Differential privacy has become crucial in the real-world deployment of statistical and machine learning algorithms with rigorous privacy guarantees. The earliest statistical queries, for which differential privacy mechanisms have been developed, were for the release of the sample mean. In Geometric Statistics, the sample Fr\'echet mean represents one of the most fundamental statistical summaries, as it generalizes the sample mean for data belonging to nonlinear manifolds. In that spirit, the only geometric statistical query for which a differential privacy mechanism has been developed, so far, is for the release of the sample Fr\'echet mean: the \emph{Riemannian Laplace mechanism} was recently proposed to privatize the Fr\'echet mean on complete Riemannian manifolds. In many fields, the manifold of Symmetric Positive Definite (SPD) matrices is used to model data spaces, including in medical imaging where privacy requirements are key. We propose a novel, simple and fast mechanism - the \emph{tangent Gaussian mechanism} - to compute a differentially private Fr\'echet mean on the SPD manifold endowed with the log-Euclidean Riemannian metric. We show that our new mechanism has significantly better utility and is computationally efficient -- as confirmed by extensive experiments.

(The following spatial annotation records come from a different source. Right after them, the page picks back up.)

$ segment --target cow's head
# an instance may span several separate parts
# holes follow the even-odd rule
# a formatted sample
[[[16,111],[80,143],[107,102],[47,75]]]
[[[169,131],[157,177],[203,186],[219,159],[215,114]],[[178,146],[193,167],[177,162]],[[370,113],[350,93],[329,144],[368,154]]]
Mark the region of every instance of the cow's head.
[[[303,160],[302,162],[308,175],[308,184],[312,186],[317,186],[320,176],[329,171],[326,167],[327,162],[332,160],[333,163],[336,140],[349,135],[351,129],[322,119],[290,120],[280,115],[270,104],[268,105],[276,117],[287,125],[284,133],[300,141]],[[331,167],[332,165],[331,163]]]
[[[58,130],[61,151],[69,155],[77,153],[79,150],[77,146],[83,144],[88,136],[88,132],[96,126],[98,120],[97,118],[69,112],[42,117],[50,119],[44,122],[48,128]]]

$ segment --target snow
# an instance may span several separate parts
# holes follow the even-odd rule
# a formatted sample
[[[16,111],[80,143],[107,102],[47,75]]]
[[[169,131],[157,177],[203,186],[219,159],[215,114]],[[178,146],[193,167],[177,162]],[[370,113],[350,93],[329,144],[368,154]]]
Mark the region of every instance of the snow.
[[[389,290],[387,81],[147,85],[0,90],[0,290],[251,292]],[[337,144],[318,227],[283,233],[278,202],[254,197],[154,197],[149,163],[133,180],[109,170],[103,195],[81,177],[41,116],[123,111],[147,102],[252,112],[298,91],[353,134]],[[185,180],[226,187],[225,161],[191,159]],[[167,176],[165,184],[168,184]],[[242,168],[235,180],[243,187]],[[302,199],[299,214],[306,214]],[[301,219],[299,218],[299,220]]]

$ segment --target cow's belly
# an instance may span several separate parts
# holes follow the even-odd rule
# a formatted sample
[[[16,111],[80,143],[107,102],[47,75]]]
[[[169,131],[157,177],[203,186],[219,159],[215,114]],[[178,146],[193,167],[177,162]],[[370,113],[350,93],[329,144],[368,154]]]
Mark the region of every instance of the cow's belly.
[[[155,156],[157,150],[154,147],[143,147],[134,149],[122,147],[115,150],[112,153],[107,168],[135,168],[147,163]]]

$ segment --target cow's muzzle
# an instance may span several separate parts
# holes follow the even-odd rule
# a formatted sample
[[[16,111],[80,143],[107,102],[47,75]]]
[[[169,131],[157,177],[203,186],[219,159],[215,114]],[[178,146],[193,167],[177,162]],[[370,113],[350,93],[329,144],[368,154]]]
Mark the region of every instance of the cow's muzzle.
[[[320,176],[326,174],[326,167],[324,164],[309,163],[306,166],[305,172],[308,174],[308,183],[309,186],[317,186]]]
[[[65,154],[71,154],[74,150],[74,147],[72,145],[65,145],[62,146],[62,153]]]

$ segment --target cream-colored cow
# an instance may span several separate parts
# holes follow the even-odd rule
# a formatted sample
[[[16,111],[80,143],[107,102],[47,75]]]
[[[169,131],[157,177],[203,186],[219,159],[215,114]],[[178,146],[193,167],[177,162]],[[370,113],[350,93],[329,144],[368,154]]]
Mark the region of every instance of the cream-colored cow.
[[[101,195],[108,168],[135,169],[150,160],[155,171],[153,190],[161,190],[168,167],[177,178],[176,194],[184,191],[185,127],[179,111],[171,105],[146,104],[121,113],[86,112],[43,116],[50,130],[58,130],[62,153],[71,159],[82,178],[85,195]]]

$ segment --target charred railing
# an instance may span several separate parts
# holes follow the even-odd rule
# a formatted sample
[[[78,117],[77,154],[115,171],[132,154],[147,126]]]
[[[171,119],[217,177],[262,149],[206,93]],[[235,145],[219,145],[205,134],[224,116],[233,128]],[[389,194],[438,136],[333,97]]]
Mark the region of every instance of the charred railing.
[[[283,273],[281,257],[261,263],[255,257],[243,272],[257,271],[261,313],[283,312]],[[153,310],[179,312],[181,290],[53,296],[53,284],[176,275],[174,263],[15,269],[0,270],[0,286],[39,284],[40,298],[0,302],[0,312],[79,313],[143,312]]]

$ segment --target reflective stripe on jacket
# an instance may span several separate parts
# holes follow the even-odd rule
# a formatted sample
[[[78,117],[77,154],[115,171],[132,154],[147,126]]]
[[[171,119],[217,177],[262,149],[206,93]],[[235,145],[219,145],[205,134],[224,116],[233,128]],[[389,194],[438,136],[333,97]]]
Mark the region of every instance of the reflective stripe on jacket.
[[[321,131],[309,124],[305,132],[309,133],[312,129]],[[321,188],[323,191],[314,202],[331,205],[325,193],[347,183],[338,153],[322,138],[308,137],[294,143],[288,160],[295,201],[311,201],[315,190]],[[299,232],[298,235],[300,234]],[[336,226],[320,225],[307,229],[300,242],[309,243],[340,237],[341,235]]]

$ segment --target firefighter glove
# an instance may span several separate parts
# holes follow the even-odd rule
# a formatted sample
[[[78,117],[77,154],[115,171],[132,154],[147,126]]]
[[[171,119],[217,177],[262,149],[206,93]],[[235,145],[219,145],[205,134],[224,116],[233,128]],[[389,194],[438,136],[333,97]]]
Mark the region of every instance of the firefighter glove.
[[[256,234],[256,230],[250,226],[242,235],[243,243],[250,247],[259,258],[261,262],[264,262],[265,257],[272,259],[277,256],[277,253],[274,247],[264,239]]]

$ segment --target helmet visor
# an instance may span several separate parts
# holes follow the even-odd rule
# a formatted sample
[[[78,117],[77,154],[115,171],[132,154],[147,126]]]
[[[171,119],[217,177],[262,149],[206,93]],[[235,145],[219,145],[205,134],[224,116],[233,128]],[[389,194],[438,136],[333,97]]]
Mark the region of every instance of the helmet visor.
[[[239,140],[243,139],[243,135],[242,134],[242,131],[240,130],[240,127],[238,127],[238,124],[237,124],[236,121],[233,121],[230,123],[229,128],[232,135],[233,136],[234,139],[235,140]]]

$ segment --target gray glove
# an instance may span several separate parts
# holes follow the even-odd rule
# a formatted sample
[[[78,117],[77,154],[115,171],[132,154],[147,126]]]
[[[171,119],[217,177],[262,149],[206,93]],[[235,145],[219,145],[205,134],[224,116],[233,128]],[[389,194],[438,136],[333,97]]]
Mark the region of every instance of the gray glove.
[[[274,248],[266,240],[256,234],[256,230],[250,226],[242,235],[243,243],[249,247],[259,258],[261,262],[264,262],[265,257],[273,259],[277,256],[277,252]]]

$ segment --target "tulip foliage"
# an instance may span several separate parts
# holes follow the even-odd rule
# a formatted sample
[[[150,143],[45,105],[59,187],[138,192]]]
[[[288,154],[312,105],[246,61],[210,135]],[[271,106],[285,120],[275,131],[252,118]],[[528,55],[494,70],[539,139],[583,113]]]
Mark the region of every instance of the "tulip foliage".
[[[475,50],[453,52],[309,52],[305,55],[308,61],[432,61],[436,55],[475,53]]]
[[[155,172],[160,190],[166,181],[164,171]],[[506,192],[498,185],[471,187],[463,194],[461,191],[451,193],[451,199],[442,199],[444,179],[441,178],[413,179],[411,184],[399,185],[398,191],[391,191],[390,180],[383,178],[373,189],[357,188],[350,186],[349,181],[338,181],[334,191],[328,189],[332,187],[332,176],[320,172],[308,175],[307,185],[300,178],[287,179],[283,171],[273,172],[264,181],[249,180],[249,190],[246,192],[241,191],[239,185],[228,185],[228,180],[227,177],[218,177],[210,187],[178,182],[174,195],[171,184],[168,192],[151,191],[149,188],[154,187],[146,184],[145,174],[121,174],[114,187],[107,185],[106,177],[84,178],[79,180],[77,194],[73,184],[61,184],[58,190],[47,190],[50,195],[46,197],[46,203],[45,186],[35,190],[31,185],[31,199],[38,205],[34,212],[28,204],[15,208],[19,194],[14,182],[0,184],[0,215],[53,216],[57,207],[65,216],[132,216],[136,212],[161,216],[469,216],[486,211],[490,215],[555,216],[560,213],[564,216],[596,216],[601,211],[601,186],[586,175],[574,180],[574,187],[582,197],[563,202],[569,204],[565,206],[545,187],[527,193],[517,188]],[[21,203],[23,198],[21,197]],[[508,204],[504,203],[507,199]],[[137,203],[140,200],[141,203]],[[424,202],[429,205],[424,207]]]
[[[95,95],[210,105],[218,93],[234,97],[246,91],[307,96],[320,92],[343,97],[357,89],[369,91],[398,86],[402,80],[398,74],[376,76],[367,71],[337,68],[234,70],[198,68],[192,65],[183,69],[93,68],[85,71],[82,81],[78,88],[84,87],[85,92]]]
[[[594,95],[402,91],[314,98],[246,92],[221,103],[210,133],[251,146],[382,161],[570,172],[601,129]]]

翻译：差分隐私已成为确保统计和机器学习算法在真实世界部署中具有严格隐私保障的关键技术。最早的统计查询（针对这类查询已开发出差分隐私机制）旨在发布样本均值。在几何统计学中，样本Fréchet均值是最基础的统计概要之一，因为它将样本均值推广至属于非线性流形的数据。基于此，目前唯一已开发出差分隐私机制的几何统计查询是样本Fréchet均值的发布：近期提出的《黎曼拉普拉斯机制》用于在完备黎曼流形上对Fréchet均值进行隐私保护。对称正定矩阵流形广泛应用于多个领域的数据空间建模，包括对隐私要求至关重要的医学影像领域。我们提出一种新颖、简单且快速的机制——《切空间高斯机制》——用于在赋予Log-Euclidean黎曼度量的SPD流形上计算差分隐私Fréchet均值。大量实验表明，我们的新机制具有显著更优的效用性及计算高效性。